Research shows that when people stop a drug like rilonacept, about 75% may have a flare within about three months. That tells us the condition can act like a long-term (chronic) disease.

Rarely, symptoms don’t improve with medication or the side effects are too hard to manage. In those cases, surgery to remove the lining around the heart may be an option. This usually happens at specialized centers with teams who have a lot of experience. 

The good news is that even for people who have more severe disease, we have options. 

No. You didn’t do anything to cause this.

As I said before, recurrent pericarditis often starts after something outside your control, like an infection, a surgery, or an underlying condition. For some people, the immune system just stays active longer than it should.

There are a few things that can help lower your chance of another flare. Staying consistent with your medications, keeping follow-up visits, and avoiding triggers like intense activity too soon can all make a difference. Staying up to date on vaccines and trying to avoid infections may also help.

But recurrent pericarditis isn’t your fault, and it’s not something you can prevent just by trying harder.

What is in your control is what happens next. Getting the right diagnosis, following a plan that fully treats the inflammation, and staying in touch with your care team can go a long way in helping you move forward.

A lot. 

We’re much better now at understanding what’s actually driving the disease. Imaging has become more precise, and we’re using it not just to diagnose pericarditis, but to track how active the inflammation is over time. That helps us make more informed decisions about how to manage care.

Treatment has also shifted from reacting to flares to preventing them. In the past, we were often putting out fires. Now, with options like IL-1 inhibitors, we can target the inflammation more directly. In many cases, the drugs can keep future flares from happening in the first place.

Care has also become more coordinated. Many centers now take a team-based approach and specialize in pericardial disease, where cardiologists, imaging specialists, and others work together. That kind of collaboration helps us move faster and tailor care more closely to each person.
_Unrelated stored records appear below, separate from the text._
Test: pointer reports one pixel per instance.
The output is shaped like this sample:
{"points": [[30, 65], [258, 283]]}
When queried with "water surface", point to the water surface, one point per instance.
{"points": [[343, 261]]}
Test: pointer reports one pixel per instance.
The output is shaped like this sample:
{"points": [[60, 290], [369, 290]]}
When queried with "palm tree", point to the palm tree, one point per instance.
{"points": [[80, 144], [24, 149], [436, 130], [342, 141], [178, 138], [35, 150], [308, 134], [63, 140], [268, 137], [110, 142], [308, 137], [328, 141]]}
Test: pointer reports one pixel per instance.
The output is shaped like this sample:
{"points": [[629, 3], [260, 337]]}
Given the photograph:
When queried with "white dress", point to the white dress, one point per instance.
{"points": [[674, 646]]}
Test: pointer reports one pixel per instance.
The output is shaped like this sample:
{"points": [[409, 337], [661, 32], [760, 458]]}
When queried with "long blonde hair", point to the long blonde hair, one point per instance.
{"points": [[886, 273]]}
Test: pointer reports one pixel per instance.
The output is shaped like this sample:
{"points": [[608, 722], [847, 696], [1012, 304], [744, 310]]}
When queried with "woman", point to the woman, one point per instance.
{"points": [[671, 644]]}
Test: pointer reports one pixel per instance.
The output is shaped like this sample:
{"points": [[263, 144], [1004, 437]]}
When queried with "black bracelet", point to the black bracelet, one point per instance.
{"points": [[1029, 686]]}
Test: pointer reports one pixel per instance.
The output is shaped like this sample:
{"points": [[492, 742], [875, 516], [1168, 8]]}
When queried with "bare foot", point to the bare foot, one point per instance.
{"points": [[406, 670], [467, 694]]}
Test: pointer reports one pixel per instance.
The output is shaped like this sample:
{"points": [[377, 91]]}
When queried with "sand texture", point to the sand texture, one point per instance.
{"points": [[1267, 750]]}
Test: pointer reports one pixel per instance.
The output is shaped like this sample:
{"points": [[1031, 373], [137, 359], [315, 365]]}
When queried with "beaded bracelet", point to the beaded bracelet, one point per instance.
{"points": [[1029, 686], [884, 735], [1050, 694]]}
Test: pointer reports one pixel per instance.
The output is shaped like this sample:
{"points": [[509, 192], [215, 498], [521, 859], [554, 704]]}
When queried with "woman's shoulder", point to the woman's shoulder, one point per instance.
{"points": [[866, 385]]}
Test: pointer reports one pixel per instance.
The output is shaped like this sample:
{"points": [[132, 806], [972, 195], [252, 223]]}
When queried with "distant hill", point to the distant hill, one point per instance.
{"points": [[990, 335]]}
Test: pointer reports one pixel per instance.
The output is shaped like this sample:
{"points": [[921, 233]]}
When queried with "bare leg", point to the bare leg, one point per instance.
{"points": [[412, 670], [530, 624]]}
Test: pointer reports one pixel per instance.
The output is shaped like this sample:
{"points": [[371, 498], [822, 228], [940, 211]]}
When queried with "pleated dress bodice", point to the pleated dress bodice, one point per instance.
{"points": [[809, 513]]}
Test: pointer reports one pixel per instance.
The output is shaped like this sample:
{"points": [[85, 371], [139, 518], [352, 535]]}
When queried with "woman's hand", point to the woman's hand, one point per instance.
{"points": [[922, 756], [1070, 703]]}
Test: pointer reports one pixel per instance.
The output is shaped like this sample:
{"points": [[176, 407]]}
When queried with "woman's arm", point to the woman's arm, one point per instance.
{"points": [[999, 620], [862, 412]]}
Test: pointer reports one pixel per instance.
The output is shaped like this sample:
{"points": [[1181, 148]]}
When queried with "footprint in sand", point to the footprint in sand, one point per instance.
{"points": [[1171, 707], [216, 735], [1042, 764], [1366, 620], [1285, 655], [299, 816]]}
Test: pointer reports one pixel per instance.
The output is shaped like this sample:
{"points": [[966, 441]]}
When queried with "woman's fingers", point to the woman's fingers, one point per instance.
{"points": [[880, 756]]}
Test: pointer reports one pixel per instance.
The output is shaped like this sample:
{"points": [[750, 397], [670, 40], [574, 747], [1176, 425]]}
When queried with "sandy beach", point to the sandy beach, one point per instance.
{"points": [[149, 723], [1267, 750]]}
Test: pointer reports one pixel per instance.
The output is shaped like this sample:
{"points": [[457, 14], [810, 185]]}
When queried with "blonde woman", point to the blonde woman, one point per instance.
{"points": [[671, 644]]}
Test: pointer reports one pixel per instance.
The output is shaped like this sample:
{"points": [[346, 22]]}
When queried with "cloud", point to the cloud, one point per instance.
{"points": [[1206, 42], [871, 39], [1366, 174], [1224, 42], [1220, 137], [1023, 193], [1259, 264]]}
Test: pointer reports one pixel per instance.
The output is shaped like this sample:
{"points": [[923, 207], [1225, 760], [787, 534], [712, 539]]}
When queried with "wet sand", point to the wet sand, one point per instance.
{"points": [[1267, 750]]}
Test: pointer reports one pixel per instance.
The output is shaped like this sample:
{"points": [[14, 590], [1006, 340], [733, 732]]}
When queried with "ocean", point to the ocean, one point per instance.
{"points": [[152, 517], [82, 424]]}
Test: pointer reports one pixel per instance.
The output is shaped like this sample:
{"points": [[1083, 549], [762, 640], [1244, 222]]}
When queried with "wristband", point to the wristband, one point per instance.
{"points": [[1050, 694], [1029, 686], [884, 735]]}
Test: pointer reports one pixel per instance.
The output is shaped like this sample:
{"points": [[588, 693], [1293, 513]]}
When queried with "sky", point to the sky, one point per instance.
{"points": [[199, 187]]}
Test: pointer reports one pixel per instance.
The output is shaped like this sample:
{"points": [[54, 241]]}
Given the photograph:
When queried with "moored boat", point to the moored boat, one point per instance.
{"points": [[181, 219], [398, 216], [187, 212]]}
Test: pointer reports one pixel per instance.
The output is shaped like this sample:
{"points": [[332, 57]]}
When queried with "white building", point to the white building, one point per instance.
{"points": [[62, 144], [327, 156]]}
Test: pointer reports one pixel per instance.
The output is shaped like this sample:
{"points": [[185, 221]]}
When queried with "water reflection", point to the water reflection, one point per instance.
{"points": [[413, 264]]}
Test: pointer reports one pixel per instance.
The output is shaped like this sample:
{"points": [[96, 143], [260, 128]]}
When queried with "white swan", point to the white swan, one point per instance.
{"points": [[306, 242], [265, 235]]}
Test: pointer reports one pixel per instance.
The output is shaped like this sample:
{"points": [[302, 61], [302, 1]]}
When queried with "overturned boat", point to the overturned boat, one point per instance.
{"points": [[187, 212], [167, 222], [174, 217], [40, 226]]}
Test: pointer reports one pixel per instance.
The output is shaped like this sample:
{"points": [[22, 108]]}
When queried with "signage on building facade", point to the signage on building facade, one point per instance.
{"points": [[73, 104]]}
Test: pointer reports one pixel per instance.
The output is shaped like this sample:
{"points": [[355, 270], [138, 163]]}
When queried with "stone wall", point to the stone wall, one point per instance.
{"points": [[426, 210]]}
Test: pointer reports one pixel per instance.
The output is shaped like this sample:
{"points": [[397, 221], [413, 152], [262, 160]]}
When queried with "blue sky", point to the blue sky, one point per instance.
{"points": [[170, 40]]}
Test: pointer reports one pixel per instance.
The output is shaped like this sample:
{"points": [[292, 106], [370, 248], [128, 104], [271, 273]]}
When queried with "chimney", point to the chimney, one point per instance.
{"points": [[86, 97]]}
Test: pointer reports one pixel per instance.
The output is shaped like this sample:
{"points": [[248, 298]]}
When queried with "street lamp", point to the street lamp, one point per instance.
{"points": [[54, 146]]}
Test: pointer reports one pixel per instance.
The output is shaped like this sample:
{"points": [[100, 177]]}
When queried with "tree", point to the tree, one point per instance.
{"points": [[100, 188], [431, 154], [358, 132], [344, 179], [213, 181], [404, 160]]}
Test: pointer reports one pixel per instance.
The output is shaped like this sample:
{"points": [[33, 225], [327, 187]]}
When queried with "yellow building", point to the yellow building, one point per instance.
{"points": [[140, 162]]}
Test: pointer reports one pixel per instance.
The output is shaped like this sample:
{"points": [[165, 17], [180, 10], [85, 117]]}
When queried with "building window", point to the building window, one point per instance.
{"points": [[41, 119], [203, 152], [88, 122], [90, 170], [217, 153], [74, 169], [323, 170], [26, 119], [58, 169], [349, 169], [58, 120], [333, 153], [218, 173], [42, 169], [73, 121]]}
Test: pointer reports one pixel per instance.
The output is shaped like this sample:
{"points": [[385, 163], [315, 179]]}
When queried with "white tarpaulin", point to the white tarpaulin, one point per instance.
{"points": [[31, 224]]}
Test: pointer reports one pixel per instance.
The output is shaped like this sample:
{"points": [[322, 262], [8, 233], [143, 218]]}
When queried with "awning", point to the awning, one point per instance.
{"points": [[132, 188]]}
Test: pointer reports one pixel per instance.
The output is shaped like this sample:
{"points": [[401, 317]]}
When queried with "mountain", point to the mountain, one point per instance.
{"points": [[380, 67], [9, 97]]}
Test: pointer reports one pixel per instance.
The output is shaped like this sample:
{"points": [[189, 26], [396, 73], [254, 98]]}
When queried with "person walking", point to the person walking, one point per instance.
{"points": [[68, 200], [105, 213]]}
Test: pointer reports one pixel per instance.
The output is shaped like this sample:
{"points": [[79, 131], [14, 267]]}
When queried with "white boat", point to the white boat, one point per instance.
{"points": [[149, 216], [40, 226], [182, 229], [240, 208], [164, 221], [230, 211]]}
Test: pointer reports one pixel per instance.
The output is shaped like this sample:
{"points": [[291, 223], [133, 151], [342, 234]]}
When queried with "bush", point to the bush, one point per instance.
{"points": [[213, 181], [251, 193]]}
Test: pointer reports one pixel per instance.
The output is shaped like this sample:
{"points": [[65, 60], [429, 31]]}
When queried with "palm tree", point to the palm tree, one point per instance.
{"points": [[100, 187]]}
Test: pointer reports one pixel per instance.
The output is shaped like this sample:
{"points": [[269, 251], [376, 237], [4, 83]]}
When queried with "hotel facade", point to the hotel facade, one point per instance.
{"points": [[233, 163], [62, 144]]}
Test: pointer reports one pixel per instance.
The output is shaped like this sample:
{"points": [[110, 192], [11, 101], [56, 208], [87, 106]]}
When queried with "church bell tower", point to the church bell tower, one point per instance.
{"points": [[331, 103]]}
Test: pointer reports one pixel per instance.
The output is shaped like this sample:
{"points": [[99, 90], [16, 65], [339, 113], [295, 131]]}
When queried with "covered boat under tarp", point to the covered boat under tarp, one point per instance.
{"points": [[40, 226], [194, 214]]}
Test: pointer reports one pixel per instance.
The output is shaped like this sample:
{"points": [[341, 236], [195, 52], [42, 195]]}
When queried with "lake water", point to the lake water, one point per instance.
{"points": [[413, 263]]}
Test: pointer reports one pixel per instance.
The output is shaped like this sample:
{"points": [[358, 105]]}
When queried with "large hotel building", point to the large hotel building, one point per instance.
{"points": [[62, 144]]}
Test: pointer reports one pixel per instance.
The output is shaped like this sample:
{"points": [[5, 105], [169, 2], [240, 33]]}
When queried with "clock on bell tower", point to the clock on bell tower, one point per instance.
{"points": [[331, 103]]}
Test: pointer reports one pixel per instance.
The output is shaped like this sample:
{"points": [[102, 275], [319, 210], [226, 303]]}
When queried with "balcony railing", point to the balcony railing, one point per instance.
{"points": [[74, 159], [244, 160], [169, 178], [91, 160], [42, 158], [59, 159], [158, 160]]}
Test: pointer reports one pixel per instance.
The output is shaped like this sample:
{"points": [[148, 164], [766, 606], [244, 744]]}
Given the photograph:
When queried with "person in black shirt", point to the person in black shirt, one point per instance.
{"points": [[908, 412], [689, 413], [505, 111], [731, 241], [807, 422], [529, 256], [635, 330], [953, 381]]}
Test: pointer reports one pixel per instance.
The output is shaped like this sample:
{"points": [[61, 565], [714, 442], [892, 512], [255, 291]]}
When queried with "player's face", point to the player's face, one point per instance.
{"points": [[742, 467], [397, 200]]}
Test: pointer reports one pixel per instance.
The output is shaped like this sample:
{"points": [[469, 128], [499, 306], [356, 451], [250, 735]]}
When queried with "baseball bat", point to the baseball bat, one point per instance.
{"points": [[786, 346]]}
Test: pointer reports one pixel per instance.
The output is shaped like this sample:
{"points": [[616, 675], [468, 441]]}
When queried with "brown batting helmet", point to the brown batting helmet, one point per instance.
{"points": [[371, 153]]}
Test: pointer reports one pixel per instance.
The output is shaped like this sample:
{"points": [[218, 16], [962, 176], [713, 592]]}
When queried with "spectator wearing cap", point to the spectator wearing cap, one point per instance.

Overall, we’re not just treating symptoms anymore. We’re managing the condition more proactively, with better tools and more options than we had before.

Part of your care plan is knowing your early warning signs and acting on them. Reach out if you notice:

  • Chest pain that feels similar to past episodes
  • Pain that worsens with deep breathing or lying down
  • New shortness of breath or unusual fatigue
  • A sense that something isn’t right, even if symptoms are mild

When you check in early, we can:

  • Order simple tests, like blood tests and an ECG
  • Get an echocardiogram, if that’s needed
  • Manage inflammation before it gets too severe
  • Prevent fluid buildup around the heart (pericardial effusion) 
  • Help you avoid a more severe flare 

Seek urgent care if symptoms are severe, different from your usual pattern, or come with significant shortness of breath, high-grade fever, or fainting. 

But you don’t have to wait until your pain is at its worst before you reach out to your doctor. I’d rather hear from you when it’s a 1 or 2 out of 10 so we can act fast. In most cases, acting early can help prevent bigger problems later on.